Our very success made the continuing blight of exclusion and poverty even more intolerable than in previous generations, the President, Mrs McAleese, said yesterday.
There was no longer a question of whether we had the means to tackle such problems once and for all, she said. "It now comes down to whether we, as a people, have the will, the imagination and the determination to address these issues and the new social challenges which have emerged: the tragic deaths of young men through suicide; the despair of drug addiction; growing levels of hostility towards asylum-seekers - the list goes on."
Addressing the Literary and Historical Society in UCD, Mrs McAleese said: "The unconvinced wonder why they should be bothered, why the lives of the poor or under-achieving should be their concern, what is to be gained from trying to change things."

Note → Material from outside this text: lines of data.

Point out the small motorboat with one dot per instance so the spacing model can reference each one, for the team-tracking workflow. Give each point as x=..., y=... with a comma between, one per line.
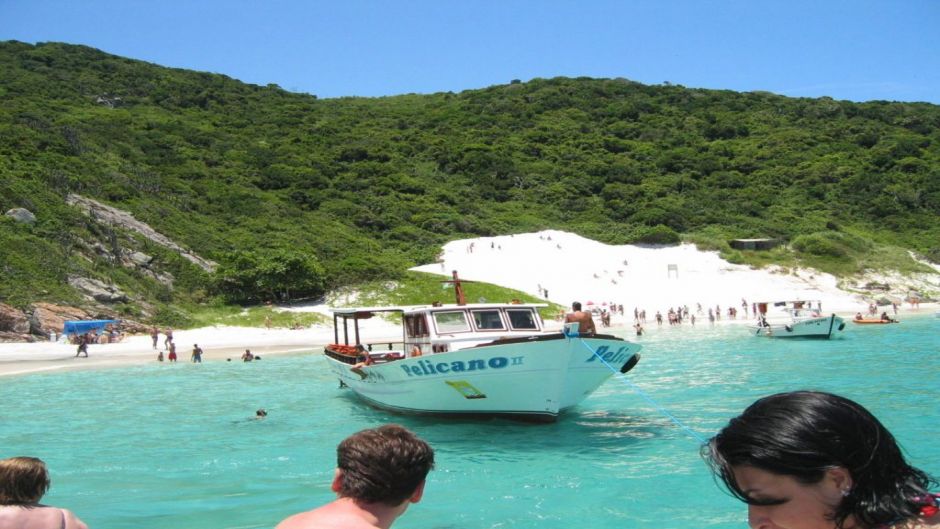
x=797, y=319
x=874, y=321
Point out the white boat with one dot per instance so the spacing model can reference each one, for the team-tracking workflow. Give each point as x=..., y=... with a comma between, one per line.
x=484, y=359
x=796, y=319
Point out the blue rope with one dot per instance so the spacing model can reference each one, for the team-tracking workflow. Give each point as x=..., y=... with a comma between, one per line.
x=643, y=394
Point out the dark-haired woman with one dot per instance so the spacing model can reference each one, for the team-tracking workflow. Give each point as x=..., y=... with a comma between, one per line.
x=812, y=460
x=23, y=482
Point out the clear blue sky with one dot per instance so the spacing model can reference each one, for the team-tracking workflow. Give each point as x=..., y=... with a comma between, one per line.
x=857, y=50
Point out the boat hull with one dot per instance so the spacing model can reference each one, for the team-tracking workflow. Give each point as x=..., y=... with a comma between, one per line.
x=822, y=327
x=530, y=379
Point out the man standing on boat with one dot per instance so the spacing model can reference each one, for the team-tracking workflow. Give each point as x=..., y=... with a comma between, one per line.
x=379, y=473
x=583, y=318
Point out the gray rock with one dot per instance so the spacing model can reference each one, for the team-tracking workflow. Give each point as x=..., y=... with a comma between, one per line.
x=21, y=215
x=140, y=258
x=13, y=320
x=98, y=290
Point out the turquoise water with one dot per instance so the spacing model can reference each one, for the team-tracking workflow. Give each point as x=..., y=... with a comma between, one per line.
x=173, y=446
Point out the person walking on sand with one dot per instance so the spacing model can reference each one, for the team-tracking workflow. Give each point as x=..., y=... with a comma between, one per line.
x=584, y=319
x=82, y=345
x=380, y=472
x=23, y=482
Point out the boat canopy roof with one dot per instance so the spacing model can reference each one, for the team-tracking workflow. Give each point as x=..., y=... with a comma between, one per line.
x=83, y=326
x=367, y=312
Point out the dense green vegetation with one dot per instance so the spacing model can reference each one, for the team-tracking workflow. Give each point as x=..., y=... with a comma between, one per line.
x=294, y=195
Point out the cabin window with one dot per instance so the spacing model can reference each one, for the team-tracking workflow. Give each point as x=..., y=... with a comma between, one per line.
x=416, y=325
x=522, y=319
x=451, y=322
x=488, y=320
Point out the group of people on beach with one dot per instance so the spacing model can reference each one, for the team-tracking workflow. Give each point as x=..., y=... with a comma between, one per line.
x=799, y=460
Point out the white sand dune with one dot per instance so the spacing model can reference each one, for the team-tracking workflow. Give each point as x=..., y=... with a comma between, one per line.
x=573, y=268
x=570, y=267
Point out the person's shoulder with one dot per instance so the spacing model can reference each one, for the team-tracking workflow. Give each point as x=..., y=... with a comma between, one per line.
x=329, y=516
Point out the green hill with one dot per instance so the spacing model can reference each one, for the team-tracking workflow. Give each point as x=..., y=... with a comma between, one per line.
x=293, y=195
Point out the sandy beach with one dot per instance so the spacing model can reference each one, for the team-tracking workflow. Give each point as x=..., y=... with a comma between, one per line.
x=567, y=266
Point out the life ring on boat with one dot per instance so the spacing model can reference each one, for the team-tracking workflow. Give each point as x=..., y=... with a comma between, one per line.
x=631, y=363
x=342, y=349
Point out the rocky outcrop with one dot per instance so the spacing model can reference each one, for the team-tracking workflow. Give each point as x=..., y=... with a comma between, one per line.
x=21, y=215
x=12, y=320
x=123, y=219
x=14, y=337
x=97, y=290
x=47, y=318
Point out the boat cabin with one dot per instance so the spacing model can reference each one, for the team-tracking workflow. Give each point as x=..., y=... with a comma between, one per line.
x=431, y=329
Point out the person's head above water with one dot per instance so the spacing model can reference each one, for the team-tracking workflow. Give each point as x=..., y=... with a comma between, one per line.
x=818, y=459
x=385, y=465
x=23, y=480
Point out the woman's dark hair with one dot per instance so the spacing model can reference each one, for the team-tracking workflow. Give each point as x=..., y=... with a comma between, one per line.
x=805, y=433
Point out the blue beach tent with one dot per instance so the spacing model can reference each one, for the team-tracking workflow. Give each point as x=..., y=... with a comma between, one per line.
x=83, y=326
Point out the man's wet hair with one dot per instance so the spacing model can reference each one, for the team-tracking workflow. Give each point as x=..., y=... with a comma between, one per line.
x=383, y=465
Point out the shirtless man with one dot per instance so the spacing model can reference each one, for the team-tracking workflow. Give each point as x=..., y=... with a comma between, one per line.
x=379, y=473
x=579, y=316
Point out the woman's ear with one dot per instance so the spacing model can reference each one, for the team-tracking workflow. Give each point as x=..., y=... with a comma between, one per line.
x=337, y=480
x=841, y=479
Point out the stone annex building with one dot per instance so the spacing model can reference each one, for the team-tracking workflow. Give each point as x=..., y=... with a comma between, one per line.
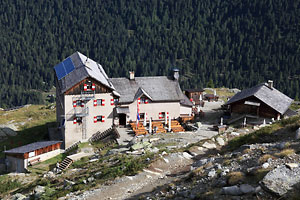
x=87, y=100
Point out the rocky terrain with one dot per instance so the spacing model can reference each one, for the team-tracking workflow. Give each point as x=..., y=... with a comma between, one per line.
x=253, y=162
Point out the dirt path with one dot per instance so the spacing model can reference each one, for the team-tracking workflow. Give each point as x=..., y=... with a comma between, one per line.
x=161, y=172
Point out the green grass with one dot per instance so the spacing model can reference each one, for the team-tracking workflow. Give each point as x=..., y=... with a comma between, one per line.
x=264, y=134
x=7, y=184
x=223, y=93
x=47, y=164
x=295, y=106
x=36, y=118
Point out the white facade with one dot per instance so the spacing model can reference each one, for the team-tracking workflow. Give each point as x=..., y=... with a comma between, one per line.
x=15, y=164
x=81, y=131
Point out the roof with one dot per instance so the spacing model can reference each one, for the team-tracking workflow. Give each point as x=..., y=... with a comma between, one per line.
x=31, y=147
x=290, y=113
x=82, y=68
x=157, y=88
x=270, y=96
x=186, y=102
x=194, y=90
x=122, y=110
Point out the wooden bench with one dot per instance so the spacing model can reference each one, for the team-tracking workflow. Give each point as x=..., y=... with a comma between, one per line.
x=34, y=161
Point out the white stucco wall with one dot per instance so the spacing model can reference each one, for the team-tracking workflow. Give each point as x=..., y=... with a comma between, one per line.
x=73, y=132
x=153, y=110
x=46, y=156
x=15, y=164
x=185, y=110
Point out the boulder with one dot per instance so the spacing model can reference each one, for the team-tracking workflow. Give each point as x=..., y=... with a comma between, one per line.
x=200, y=163
x=38, y=191
x=209, y=145
x=220, y=141
x=187, y=155
x=281, y=180
x=232, y=190
x=265, y=165
x=297, y=136
x=196, y=150
x=18, y=196
x=291, y=165
x=212, y=173
x=234, y=134
x=91, y=179
x=246, y=188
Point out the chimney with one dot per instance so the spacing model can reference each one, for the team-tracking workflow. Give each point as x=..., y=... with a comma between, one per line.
x=270, y=84
x=131, y=75
x=176, y=74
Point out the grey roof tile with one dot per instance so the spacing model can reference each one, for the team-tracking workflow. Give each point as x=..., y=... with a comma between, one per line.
x=159, y=88
x=84, y=67
x=31, y=147
x=270, y=96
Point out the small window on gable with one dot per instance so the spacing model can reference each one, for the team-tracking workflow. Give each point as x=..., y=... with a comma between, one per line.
x=78, y=103
x=144, y=100
x=99, y=118
x=77, y=120
x=99, y=102
x=161, y=115
x=142, y=116
x=89, y=86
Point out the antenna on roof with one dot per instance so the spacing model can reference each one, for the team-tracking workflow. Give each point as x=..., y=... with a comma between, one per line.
x=86, y=60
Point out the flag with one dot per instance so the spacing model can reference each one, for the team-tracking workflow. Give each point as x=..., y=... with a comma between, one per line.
x=138, y=113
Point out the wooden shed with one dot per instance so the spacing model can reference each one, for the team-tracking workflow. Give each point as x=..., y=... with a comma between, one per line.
x=18, y=159
x=262, y=100
x=196, y=95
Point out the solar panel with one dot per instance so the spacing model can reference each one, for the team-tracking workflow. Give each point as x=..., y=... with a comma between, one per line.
x=60, y=71
x=68, y=65
x=64, y=68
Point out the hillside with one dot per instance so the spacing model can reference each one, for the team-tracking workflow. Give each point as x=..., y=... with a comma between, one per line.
x=214, y=43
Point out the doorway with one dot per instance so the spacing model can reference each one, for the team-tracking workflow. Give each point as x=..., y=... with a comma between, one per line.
x=122, y=119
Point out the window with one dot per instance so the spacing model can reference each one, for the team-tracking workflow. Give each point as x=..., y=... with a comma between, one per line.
x=99, y=118
x=31, y=154
x=144, y=100
x=161, y=115
x=142, y=116
x=77, y=120
x=99, y=102
x=78, y=103
x=114, y=101
x=89, y=86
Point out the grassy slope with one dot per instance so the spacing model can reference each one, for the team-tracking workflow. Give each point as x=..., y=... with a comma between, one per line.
x=35, y=119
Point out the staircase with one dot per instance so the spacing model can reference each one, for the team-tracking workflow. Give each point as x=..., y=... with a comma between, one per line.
x=65, y=163
x=138, y=129
x=160, y=127
x=176, y=127
x=109, y=134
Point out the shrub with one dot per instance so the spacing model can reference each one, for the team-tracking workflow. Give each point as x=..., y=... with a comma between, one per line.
x=235, y=178
x=265, y=158
x=285, y=152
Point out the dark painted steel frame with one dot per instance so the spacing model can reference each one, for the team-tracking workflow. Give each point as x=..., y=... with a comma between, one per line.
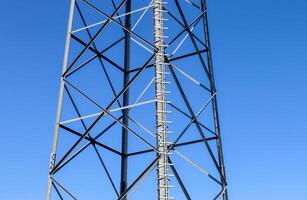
x=124, y=189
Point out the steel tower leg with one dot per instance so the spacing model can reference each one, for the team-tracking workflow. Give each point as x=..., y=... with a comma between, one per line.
x=124, y=157
x=161, y=121
x=214, y=103
x=60, y=100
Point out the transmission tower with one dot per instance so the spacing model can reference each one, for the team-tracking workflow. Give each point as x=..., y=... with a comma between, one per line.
x=137, y=114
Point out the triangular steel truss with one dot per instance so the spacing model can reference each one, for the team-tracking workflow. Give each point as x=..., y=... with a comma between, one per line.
x=131, y=66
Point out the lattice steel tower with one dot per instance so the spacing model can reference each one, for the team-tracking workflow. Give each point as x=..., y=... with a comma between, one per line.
x=137, y=112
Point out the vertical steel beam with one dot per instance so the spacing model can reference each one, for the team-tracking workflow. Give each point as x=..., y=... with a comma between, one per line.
x=60, y=100
x=214, y=102
x=124, y=157
x=161, y=121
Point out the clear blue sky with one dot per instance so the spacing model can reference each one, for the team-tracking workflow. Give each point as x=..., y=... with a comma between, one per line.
x=260, y=57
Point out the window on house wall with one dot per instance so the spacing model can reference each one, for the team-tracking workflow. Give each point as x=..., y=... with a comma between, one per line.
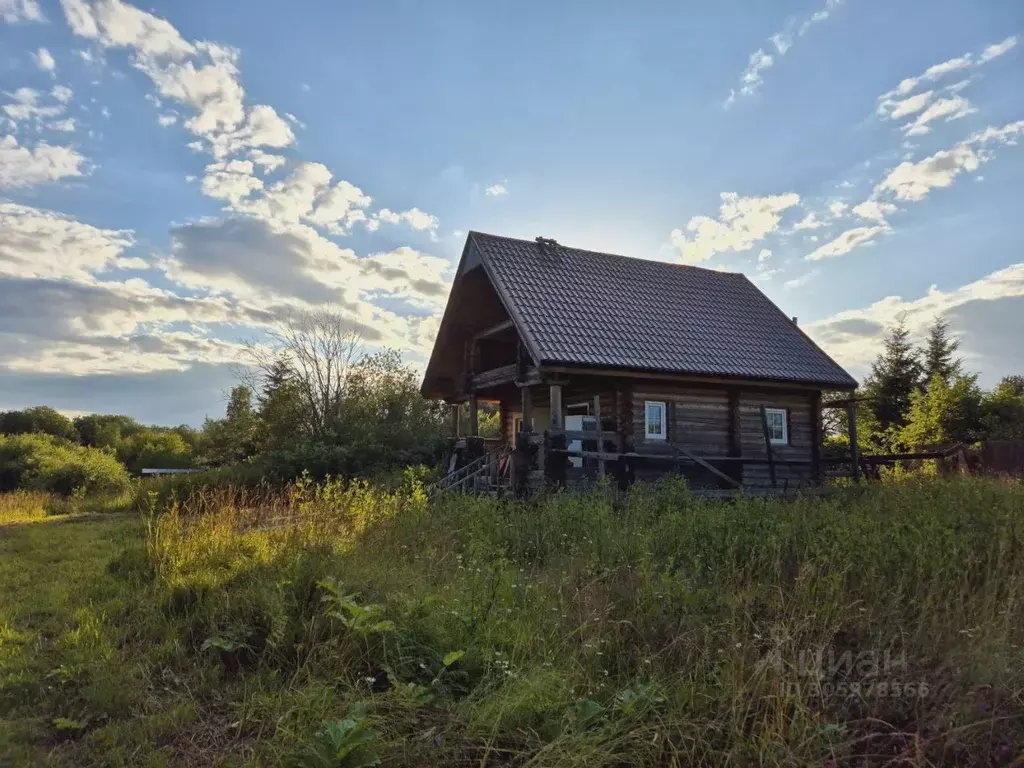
x=778, y=430
x=654, y=421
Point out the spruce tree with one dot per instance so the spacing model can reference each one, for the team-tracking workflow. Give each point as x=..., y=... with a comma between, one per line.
x=895, y=376
x=939, y=351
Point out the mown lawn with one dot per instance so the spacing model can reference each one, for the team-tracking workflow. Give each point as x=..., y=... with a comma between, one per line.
x=59, y=672
x=348, y=627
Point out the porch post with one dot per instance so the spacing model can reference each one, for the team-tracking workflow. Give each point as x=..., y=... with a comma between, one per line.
x=851, y=415
x=454, y=419
x=474, y=424
x=816, y=438
x=557, y=422
x=527, y=410
x=734, y=436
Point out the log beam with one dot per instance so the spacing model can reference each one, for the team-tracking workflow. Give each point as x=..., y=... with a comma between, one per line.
x=851, y=414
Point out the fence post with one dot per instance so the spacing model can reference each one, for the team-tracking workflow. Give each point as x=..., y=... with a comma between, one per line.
x=851, y=415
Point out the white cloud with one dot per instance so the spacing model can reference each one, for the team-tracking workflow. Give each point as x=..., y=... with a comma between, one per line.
x=44, y=60
x=912, y=181
x=937, y=72
x=340, y=207
x=65, y=126
x=292, y=199
x=803, y=280
x=847, y=241
x=36, y=243
x=266, y=161
x=896, y=109
x=231, y=180
x=20, y=166
x=741, y=222
x=872, y=210
x=752, y=78
x=414, y=217
x=852, y=336
x=810, y=221
x=950, y=109
x=13, y=11
x=997, y=49
x=203, y=75
x=27, y=105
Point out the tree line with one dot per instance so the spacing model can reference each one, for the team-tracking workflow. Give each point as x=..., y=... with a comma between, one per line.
x=920, y=394
x=309, y=398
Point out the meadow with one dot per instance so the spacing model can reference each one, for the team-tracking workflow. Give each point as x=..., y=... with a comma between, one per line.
x=332, y=625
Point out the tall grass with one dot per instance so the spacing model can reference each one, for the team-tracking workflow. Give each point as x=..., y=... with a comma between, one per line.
x=880, y=626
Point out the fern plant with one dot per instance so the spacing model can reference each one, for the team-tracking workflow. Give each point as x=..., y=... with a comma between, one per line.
x=343, y=743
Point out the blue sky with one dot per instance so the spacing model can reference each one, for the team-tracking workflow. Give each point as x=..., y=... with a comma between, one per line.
x=172, y=177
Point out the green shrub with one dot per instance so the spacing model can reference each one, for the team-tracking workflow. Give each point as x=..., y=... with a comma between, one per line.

She said we were still nowhere near our full potential as a people. Our business life, our workforce, our culture, our community sector - every facet of Irish life - could benefit from creating a society that was all centre and no margins, a society where each child was given as his or her birthright effective opportunities to blossom fully.
That society would not be created by chance, by leaving it to others to do, or worse, by dismissing those who worked in the service of others as misguided idealists, out of touch with reality.
"Those who recognise that the natural symbiosis of life in this society has not yet been achieved, that it is still scarred by elitism and considerably short of its full potential are the true realists. They recognise that the faults and failings of Ireland in the 21st century are not inevitable, that they are amenable to change, that there can be no greater challenge or fulfilment than knowing that their commitment, their actions and their sense of hope have made a difference to the lives of others."